Já fazia semanas que o pânico se instalara por todo o continente de Daerich. Tudo começou quando uma onda de mortes misteriosas causadas por asfixiação cresceu em cada reino da Ilha Marinus. Pessoas caídas nas ruas agonizando em busca de ar, formavam a nova realidade de um mundo já em ruínas. Tudo piorou quando descobriram que a doença era contagiosa. O toque passou a ser algo raro, enquanto o medo acobertava o coração da população. Não havia solução aparente aos olhos de ninguém, apenas o desespero do fim era vísivel naquele momento.

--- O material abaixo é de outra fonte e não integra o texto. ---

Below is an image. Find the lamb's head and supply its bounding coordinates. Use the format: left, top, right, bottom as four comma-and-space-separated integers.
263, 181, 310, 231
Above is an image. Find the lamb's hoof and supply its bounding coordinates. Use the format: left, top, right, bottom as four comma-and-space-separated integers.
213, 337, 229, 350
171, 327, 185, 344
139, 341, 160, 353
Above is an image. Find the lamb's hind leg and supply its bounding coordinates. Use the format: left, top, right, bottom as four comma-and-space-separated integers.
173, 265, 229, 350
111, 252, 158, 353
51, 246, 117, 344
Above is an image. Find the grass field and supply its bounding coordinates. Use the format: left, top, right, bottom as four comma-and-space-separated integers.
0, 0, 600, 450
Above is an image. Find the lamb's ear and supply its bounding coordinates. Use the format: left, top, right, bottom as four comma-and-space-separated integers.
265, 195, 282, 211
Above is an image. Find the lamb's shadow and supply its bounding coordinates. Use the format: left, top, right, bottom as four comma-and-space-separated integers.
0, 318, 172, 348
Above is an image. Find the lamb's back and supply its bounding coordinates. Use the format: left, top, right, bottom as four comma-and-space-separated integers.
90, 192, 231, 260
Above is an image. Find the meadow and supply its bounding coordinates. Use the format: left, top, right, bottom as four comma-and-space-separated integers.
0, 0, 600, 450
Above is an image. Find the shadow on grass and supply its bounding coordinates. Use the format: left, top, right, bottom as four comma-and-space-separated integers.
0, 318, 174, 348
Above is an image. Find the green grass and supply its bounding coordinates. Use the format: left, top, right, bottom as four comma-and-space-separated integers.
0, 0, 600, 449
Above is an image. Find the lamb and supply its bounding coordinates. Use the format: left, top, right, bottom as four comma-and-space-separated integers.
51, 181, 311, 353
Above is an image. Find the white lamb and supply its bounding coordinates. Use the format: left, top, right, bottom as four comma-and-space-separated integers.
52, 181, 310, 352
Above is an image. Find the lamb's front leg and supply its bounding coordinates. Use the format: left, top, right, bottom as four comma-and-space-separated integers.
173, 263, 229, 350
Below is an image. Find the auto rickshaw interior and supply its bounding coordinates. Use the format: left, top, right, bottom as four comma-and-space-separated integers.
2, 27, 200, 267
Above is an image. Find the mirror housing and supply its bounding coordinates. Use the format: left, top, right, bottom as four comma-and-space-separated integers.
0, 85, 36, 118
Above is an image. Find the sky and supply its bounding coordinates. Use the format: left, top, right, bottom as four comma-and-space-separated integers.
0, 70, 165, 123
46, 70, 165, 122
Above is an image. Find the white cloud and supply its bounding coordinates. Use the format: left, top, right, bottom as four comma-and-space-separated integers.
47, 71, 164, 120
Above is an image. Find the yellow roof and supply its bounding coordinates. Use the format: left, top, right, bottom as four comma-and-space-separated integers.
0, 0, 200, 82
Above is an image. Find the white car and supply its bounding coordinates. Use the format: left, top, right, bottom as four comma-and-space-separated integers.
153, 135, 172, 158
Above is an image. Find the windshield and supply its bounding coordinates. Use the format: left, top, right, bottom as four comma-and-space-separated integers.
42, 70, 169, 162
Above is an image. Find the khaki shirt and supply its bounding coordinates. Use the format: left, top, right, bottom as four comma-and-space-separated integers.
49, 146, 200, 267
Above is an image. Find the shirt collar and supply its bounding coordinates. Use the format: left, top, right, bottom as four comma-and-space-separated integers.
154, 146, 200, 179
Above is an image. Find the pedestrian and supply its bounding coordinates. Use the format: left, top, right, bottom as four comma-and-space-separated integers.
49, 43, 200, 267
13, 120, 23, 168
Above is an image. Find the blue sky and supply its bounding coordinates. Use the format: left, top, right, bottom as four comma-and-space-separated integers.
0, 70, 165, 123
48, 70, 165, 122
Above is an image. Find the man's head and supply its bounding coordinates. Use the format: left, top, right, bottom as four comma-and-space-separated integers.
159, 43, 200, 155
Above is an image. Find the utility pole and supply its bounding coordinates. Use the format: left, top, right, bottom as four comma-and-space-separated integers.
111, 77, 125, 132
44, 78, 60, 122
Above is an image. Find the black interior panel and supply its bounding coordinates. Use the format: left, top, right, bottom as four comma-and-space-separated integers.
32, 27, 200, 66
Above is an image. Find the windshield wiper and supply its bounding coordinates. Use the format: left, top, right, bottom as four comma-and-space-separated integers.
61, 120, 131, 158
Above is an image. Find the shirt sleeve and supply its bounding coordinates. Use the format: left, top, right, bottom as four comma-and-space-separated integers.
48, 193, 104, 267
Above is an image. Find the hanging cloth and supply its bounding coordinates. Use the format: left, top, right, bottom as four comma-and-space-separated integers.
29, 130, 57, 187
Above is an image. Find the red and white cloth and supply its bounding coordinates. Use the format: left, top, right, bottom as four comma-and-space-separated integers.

O mundo parecia estar preso em uma neblina sufocante, onde o aroma pútrido da morte arrancava de todos o prazer de estarem vivos. Alguns culpavam o divino, diziam que era castigo dos Céus, já outros acreditavam que a bondade divina jamais os colocaria naquela situação e a culpa de todo o alvoroço deveria recair sobre a própria humanidade. Marianne fazia parte do segundo grupo e jamais responsabilizaria os Céus pelo mal que se alastrava em seu reino, Caelyn. Isso porque ela via a crueldade das pessoas de perto, trabalhando no hospital. Era normal ver mulheres machucadas por seus próprios maridos e crianças espancadas por aqueles que deviam protegê-los. Vítimas de esfaqueamentos e de confusões em tavernas também eram comum.
Amargurada com a própria sociedade, uma parte dela até desejou que os poucos profetas que ainda existiam estivessem certos ao proferirem palavras como: Arrependam-se, pois o fim está próximo!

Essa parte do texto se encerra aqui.